The faces in the mirror disappeared, and the lights rose again. The audience shifted creakily in their chairs and then burst into heated applause. The magician stood for a moment, shoulders slumped as if projecting the figures in the mirror had exhausted him. Then he turned and thanked the audience with a brief, professional bow. He strode to Mrs. Brandt’s chair and helped her to her feet, then, inexplicably, invited the audience with a broad sweep of his arm to applaud her, as if she’d somehow had a hand in projecting the figures onto the glass or supplying the tale, and in fact Mrs. Brandt did look a bit strange and moonlike as she stood, stone-faced, accepting their applause.
* * *
Herr Krause told three more tales that evening, each time inviting an audience member to come up on the stage first to inspect the mirror and then to sit onstage in the chair, revealing each time that he knew exactly who they were. The stories were all made from the same pastiche of Grimm fairy tale and German Volk talk that he must have known would particularly appeal to them. One story was bawdy and funny and violent and involved a miller’s wife who fed her husband his rivals in a series of stews. The final story was about a princess who pulled her entire country underwater, as if pulling it under a blanket with her, house by house, rather than marry her father, the king. And each time, before concluding the
tale and the mirror’s ghastly show, the magician consulted the person sitting in the chair onstage, as if he didn’t know without asking how his story would end. There never seemed to be any apparent connection between the stories Herr Krause told and the people who sat onstage during the telling—these were people well-known to other people in the audience, and there were no dramatic revelations or trembling fingers pointed that night. But as the magician spoke, eerie images flashed and grew, waxed and waned on the mirror, and the people seated on the stage were not the only ones who were perceived to grow silent and unhappy.

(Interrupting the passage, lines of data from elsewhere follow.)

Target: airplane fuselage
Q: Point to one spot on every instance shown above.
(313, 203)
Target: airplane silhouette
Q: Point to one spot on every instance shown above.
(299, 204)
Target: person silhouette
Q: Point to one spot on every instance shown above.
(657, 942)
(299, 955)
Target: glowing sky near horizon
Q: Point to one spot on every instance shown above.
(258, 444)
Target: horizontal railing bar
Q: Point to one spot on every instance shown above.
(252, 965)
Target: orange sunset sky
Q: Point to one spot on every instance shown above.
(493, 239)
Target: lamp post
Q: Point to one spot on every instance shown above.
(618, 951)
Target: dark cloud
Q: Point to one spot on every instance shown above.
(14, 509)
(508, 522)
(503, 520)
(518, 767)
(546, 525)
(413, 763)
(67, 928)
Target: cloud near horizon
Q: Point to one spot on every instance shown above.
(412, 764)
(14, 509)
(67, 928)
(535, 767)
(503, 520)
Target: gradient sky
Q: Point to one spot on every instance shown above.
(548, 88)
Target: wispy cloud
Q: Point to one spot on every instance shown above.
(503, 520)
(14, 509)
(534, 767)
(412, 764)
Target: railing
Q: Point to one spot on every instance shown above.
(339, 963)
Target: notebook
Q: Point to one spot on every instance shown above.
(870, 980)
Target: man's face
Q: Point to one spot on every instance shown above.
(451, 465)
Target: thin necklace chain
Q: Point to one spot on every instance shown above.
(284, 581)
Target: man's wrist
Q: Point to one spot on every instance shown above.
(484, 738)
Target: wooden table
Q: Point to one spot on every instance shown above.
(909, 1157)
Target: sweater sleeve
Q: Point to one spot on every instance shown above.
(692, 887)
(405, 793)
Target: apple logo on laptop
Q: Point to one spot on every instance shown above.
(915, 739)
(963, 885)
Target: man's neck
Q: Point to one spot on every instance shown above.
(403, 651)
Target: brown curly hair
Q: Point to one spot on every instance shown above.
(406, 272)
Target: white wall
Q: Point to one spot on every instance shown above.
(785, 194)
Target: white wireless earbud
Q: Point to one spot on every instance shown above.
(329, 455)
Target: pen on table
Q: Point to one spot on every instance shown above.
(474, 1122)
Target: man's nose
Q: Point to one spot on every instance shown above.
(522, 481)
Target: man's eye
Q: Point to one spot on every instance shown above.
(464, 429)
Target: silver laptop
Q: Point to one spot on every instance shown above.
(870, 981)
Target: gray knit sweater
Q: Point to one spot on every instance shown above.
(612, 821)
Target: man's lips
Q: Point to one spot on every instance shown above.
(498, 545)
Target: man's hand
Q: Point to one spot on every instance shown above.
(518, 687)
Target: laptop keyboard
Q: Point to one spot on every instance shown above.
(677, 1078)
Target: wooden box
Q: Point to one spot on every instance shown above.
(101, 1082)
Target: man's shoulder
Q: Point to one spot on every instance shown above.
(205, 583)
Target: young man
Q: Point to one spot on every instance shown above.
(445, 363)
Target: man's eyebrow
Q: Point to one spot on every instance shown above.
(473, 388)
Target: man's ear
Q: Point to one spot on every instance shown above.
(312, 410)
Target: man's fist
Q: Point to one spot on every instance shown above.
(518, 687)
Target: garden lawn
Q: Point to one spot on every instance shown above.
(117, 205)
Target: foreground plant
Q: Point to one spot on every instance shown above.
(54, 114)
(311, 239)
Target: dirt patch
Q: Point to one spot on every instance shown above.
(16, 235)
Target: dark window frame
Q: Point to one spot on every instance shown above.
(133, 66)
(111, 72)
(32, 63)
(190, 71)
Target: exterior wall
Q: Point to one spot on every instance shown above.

After the last story was told and the images had faded away, the magician caused the mirror to be rolled back behind the curtain and offered for his final act to predict the circumstances of a single volunteer’s death.
“No one?”
No one stood up or came forward. The audience laughed uneasily as the silence unspooled.
Rebecca, feeling reckless, rose to her feet. John looked up at her, and she smiled down at him, as if nothing she did could really harm him, which sometimes she thought was in fact the case.
“Oh, but you, my dear”—Robert Krause squinted at her from far away, through the haze of the stage lights—“you won’t ever die.”
Rebecca laughed. “But surely—”
“Ladies and gentlemen, I thank you, but I’ve reached the extent of my powers when a beautiful young woman asks me to imagine the end of her life.” Robert Krause smiled and bowed, sweeping off his hat, and the audience applauded expectantly, but then he strode off the stage in long-legged lopes and they were given to understand that he meant it, and that the show had truly concluded.
* * *
The night, therefore, ended on a strange, deflated note. John and Rebecca found themselves forcefully congratulated on the way out of the theater.